Vital Topic 24 - The Sign of the Cross and It's Origin

The Sign of the Cross

The cross was used by Pagans long before the Messiah was put to death on Calvary.
The cross is a symbol of the Babylonian Sun god and was also seen on the coins of Julius Caesar 100-40 BC. The cross was the emblem of Tammuz known as the mistletoe or Branch.
It is doubtful if Christ even died on the kind of cross commonly known. It is more likely that he was crucified on a stake - an upright pole or tree with its branches lopped off. But we will not argue about the type of cross on which the Messiah died; the point is, we Christians should not venerate the cross - any cross. Nor should we have crosses in our church buildings, or wear crosses around our necks or make signs of the cross on people's foreheads. 

The following stunning comments are taken from pages 197-199 of Alexander Hyslop's book
THE TWO BABYLONS     ISBN 0-7136 047 0     Published by S.W.Partridge & Co, 4,5,6 Soho Square, London, England.
There is yet one more symbol of the Romish worship to be noticed, and that is the sign of the cross. In the Papal system, as is well known, the sign of the cross and the image of the cross are all in all. No prayer can be said, no worship engaged in, without the frequent use of the sign of the cross. The cross is looked upon as the grand charm, as the great refuge in every season of danger, in every hour of temptation as the infallible preservative from all the powers of darkness. The cross is adored with all the homage due only to the Most High; and for anyone to call it, in the hearing of a genuine Romanist, by the Scriptural term, ‘the accursed tree,’ is a mortal offence. To say that such superstitious feelings for the sign of the cross, such worship as Rome pays to a wooden or metal cross, ever grew out of the saying of Paul,

‘God forbid that I should glory, save in the cross of our Lord Jesus Christ’
(that is, in the doctrine of Christ crucified) is a mere absurdity, a shallow subterfuge and pretence.

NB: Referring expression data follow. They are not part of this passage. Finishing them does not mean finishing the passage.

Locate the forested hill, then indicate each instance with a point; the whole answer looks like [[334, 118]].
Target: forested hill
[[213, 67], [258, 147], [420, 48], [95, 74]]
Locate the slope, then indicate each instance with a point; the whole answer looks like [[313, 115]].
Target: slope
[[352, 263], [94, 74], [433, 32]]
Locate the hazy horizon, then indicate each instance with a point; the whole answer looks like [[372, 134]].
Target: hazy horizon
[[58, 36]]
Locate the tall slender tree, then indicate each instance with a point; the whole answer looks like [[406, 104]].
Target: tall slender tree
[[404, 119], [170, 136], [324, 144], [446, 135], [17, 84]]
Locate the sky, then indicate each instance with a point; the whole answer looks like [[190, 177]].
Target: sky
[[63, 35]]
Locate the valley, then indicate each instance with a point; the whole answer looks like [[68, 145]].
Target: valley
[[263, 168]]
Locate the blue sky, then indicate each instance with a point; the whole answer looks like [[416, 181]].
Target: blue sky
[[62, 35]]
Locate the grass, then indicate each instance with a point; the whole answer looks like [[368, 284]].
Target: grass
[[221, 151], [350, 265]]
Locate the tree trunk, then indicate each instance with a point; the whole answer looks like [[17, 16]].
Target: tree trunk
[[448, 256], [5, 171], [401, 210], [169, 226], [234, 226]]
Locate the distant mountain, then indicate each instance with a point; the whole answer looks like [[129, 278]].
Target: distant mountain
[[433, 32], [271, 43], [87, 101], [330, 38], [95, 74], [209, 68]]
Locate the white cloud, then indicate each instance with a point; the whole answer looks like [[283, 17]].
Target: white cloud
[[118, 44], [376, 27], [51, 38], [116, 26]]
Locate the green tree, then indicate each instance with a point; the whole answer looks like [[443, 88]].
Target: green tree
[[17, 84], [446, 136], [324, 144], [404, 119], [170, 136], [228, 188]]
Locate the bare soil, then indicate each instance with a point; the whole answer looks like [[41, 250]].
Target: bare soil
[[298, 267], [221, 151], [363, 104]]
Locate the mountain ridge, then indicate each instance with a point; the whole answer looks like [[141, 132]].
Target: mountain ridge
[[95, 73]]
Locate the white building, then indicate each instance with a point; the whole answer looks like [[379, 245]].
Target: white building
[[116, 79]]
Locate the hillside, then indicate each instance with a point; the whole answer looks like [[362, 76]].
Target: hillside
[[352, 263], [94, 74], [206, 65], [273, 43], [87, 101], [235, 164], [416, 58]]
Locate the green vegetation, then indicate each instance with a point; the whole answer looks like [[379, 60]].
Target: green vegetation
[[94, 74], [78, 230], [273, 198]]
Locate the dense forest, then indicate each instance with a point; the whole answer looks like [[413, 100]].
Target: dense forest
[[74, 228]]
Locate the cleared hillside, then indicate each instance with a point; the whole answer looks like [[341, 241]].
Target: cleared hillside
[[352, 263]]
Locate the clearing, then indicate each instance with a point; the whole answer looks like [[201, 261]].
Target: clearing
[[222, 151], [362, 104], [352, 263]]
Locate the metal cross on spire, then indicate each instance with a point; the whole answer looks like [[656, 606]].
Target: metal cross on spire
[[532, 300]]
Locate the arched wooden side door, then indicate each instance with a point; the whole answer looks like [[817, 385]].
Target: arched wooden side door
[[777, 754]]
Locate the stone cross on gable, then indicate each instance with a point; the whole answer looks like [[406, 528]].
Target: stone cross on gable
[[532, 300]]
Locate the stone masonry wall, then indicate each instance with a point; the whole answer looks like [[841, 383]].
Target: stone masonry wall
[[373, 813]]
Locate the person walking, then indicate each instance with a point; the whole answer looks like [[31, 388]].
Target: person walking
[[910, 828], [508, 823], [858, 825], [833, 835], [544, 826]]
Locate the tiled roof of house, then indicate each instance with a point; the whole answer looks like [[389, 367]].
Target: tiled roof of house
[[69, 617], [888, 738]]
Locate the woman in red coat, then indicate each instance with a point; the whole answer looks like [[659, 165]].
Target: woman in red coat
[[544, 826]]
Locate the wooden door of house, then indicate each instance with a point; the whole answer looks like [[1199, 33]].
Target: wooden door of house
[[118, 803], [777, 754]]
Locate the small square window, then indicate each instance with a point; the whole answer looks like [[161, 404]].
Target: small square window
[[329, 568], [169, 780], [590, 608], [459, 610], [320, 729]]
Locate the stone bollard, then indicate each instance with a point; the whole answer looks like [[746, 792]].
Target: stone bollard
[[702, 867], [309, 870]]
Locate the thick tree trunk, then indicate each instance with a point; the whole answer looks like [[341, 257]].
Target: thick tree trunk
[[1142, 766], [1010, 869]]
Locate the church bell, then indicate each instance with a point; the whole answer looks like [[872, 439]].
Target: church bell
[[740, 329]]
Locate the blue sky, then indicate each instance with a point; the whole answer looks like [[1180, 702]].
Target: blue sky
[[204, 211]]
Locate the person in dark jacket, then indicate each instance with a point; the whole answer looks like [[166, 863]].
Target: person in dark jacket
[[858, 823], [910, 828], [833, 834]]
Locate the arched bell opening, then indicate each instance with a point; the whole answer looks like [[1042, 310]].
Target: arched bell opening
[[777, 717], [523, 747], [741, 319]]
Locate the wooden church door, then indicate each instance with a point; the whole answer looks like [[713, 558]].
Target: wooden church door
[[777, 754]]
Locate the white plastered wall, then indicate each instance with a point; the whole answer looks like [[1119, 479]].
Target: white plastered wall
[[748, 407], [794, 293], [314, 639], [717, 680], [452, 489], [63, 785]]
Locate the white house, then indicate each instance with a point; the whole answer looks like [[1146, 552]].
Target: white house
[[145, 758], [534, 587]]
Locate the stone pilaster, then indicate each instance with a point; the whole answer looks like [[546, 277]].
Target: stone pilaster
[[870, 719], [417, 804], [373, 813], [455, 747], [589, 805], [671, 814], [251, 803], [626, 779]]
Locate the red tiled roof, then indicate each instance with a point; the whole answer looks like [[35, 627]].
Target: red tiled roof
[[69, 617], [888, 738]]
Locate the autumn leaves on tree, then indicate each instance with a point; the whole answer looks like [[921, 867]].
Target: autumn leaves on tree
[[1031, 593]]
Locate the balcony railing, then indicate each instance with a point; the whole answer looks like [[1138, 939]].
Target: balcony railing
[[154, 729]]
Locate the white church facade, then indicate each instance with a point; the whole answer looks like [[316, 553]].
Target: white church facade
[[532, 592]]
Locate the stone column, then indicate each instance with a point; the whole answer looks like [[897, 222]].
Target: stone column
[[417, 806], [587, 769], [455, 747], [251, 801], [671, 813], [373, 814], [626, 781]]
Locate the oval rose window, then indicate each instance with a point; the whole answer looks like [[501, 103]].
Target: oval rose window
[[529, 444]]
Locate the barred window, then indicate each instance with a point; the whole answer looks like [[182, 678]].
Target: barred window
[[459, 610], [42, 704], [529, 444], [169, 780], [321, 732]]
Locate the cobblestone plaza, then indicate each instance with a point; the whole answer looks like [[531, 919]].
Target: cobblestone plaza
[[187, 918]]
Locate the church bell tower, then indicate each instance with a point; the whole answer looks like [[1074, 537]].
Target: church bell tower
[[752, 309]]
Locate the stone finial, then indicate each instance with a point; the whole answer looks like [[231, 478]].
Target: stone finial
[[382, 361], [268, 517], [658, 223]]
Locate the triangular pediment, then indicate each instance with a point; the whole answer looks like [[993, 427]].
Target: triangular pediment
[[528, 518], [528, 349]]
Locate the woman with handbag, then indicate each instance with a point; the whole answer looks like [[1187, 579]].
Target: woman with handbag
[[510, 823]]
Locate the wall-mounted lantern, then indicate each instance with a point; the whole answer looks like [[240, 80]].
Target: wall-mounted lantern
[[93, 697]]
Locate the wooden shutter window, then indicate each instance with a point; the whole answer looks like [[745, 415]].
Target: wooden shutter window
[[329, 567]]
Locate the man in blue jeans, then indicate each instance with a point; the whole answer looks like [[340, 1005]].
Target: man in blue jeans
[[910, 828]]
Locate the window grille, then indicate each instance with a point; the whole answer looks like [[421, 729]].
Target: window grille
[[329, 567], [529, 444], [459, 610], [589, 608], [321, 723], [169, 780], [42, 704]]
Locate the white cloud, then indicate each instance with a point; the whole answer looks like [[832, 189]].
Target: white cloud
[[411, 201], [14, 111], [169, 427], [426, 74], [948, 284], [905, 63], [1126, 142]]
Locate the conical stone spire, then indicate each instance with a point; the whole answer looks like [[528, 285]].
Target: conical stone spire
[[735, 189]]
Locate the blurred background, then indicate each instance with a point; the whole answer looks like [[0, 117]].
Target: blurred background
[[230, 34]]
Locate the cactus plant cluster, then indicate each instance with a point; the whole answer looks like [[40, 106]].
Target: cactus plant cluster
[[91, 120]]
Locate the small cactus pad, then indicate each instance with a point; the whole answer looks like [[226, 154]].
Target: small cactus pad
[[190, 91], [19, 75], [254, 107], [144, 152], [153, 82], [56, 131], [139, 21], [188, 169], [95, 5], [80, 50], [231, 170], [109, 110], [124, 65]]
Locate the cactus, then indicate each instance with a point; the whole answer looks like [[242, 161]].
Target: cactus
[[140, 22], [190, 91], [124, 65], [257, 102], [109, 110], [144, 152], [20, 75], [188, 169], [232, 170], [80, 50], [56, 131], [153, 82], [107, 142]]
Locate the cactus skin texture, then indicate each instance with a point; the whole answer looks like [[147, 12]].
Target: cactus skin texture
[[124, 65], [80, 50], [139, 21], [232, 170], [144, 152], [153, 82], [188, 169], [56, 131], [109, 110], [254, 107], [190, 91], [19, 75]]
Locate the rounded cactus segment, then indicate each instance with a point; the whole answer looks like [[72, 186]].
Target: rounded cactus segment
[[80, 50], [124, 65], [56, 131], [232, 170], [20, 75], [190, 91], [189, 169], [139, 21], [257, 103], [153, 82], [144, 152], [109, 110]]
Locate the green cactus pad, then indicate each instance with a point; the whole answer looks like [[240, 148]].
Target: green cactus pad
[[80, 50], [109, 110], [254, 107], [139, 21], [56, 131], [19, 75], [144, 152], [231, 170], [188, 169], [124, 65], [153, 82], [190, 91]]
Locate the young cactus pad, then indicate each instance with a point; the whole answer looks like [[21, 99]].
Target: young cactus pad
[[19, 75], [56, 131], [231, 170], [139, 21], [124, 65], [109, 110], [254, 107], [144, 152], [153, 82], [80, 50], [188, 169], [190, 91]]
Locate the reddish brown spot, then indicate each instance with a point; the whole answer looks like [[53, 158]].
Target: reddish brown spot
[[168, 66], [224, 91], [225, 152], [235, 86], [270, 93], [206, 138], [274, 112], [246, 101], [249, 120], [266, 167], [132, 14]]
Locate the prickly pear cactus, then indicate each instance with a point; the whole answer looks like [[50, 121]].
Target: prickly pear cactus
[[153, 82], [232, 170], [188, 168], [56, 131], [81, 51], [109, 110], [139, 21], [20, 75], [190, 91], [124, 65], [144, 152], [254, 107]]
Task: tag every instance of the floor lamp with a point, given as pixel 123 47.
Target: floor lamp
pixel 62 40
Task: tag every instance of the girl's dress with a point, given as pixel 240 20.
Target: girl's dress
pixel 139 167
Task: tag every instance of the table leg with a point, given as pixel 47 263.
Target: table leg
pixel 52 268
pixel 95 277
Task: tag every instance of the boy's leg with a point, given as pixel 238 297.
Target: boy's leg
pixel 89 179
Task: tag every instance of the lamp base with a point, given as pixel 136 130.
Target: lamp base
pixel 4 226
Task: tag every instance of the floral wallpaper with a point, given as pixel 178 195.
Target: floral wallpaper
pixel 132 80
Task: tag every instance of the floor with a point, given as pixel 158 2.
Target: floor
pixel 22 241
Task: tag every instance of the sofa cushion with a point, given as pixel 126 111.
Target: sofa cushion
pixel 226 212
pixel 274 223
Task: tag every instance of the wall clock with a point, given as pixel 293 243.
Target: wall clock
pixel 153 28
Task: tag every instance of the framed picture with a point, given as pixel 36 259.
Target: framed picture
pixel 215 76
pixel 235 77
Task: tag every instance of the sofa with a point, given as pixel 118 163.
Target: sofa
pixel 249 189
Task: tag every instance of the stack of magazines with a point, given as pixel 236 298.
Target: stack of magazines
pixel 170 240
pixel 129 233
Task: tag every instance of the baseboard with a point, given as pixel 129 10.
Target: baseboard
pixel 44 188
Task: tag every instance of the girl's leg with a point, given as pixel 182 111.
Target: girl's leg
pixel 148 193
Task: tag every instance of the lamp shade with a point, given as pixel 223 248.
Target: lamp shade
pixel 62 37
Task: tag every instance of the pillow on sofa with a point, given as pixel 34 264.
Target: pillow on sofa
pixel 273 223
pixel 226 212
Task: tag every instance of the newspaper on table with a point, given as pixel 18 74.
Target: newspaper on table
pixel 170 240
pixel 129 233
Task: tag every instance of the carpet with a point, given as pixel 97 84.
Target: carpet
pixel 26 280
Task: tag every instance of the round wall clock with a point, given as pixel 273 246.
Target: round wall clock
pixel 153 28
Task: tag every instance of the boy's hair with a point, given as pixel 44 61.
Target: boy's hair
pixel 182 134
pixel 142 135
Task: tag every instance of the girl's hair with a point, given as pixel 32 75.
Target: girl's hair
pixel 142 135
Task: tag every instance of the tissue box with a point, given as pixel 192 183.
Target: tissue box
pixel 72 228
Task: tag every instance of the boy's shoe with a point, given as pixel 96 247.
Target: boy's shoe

The magic virtues attributed to the so-called sign of the cross, the worship bestowed on it, never came from such a source. The same sign of the cross that Rome now worships was used in the Babylonian Mysteries, was applied by Paganism to the same magic purposes, was honoured with the same honours. That which is now called the Christian cross was originally no Christian emblem at all, but was the mystic Tau of the Chaldeans and Egyptians - the true original form of the letter T - the initial of the name Tammuz...
That mystic Tau was marked in baptism on the foreheads of those initiated in the Mysteries, and was used in every variety of way as a most sacred symbol ... The mystic Tau, as a symbol of the great divinity, was called ‘the sign of life;’ it was used as an amulet over the heart; it was marked on the official garments of the priests, as on the official garments of the priests of Rome; it was born by kings in their hand, as a token of their dignity or divinely-conferred authority. The Vestal virgins of Pagan Rome wore it suspended from their necklaces, as the nuns do now. The Egyptians did the same, and many of the barbarous nations with whom they had intercourse, as the Egyptian monuments bear witness.
In reference to the adorning of some of these tribes, Wilkinson thus writes: The girdle was sometimes highly ornamented; men as well as women wore earings; and they frequently had a small cross suspended to a necklace, or to the collar of their dress...’
There is hardly a Pagan tribe where the cross has not been found. The cross was worshipped by the Pagan Celts long before the incarnation and death of Christ.
 
It is a fact says Maurice, no less remarkable than well attested, that the Druids in their groves were accustomed to select the most stately and beautiful tree as an emblem of the Deity they adored, and having cut the side branches, they affixed two of the largest of them to the highest part of the trunk, in such a manner that those branches extended on each side like the arms of a man, and, together with the body presented the appearance of a HUGE CROSS, and on the bark in several places, was inscribed the letter Thau.” It was worshipped in Mexico for ages before the Roman Catholic missionaries set foot there, large stone crosses being erected, probably to the ‘god of rain.’ The cross thus widely worshipped, or regarded as a sacred emblem, was the unequivocal symbol of Bacchus, the Babylonian Messiah, for he was represented with a head-band covered with crosses. (end of quote - emphasis mine throughout)
In view of all these amazing facts, The Bible  advises all Christians to stop wearing or venerating the cross on which our Saviour was crucified. Who in their right mind would venerate a murder weapon used to kill a loved one? It is the same with the cross. We greatly rejoice that our Saviour died to bring about our salvation; but that ‘instrument of torture,’ which is what the cross was, is not something Christians should venerate.